非 union クラスに対するトリビアルなコピーコンストラクタは、実質的に引数のすべてのスカラーな部分オブジェクト (およびその部分オブジェクトの部分オブジェクトの…を再帰的に含みます) をコピーし、それ以外の処理を行いません。 しかし、パディングバイトはコピーされる必要はなく、値が同じである限り、コピーされた部分オブジェクトのオブジェクト表現が同じである必要さえもありません。

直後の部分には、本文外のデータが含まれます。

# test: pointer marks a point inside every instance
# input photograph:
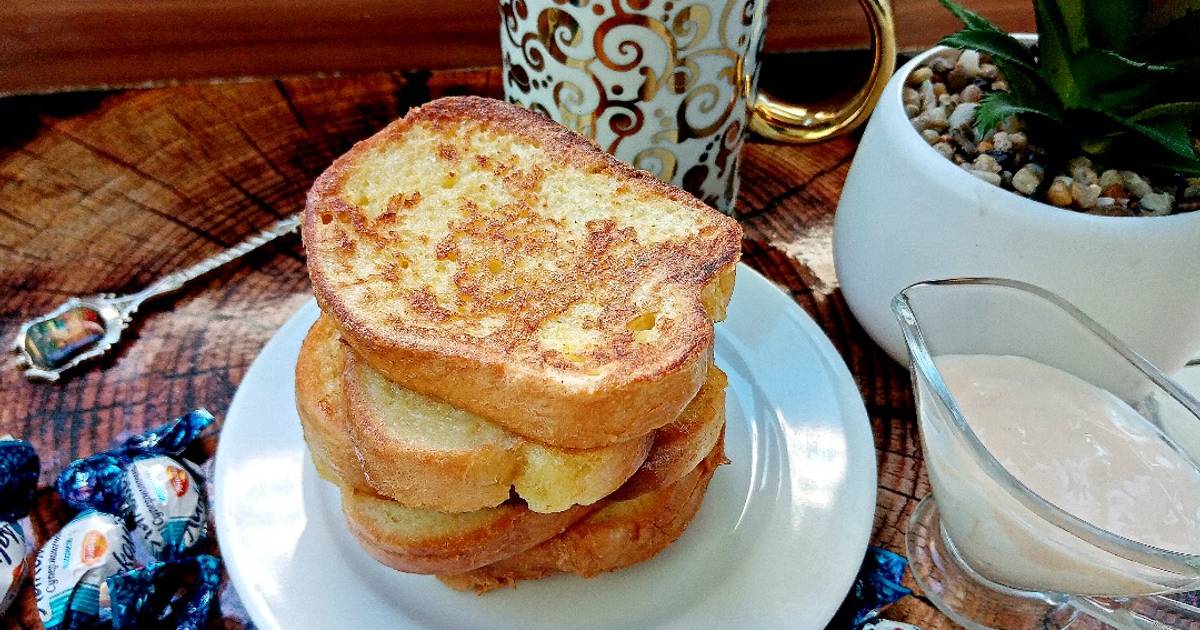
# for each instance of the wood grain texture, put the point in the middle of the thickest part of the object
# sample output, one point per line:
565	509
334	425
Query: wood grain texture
106	191
47	45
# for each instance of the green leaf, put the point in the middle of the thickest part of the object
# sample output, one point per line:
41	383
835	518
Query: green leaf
1000	46
1113	24
1163	12
1108	81
1168	133
999	106
1185	111
969	18
1055	52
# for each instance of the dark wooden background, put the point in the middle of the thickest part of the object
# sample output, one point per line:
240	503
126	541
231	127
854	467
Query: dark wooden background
107	191
47	45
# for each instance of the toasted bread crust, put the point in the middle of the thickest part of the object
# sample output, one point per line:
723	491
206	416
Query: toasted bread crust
682	445
459	480
322	407
617	535
467	543
615	394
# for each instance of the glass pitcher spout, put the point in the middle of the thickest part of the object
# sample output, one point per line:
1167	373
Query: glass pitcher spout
1002	528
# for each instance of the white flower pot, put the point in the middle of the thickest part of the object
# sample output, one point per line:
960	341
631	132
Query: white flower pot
909	215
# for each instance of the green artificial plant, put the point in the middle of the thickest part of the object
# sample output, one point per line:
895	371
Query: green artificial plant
1117	79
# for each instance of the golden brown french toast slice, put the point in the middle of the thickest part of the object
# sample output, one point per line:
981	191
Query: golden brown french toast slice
322	407
425	541
617	535
426	454
483	255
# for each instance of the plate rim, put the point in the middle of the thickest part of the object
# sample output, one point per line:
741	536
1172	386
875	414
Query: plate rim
844	391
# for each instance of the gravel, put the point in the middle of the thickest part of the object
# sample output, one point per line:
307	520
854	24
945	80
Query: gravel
941	99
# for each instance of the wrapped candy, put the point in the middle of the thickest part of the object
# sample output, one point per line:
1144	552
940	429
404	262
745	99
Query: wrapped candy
143	480
19	468
144	487
72	567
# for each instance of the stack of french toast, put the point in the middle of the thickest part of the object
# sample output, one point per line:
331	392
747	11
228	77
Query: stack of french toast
513	375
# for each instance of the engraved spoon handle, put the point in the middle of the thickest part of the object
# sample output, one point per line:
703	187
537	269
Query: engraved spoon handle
174	281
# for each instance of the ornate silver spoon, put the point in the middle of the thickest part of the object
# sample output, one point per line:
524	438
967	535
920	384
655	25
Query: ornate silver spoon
87	327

TriviallyCopyable なオブジェクトは、そのオブジェクト表現を手動で (例えば std::memmove で) コピーすることによってコピーできます。 C 言語と互換性のあるすべてのデータ型 (POD 型) はトリビアルにコピー可能です。
[編集] 暗黙に定義されたコピーコンストラクタ
暗黙に宣言されたコピーコンストラクタが削除されない場合は、 ODR 使用された場合、コンパイラによって定義されます (つまり、関数の本体が生成され、コンパイルされます)。 union 型の場合、暗黙に定義されたコピーコンストラクタは (std::memmove によって行われたかのように) そのオブジェクト表現をコピーします。 非 union クラス型 (class および struct) の場合、暗黙に定義されたコピーコンストラクタはそのオブジェクトの基底と非静的メンバの完全なメンバ単位のコピーを、その初期化の順序で、直接初期化を用いて行います。 これが constexpr コンストラクタの要件を満たす場合、生成されるコピーコンストラクタは constexpr
です。 (C++11以上)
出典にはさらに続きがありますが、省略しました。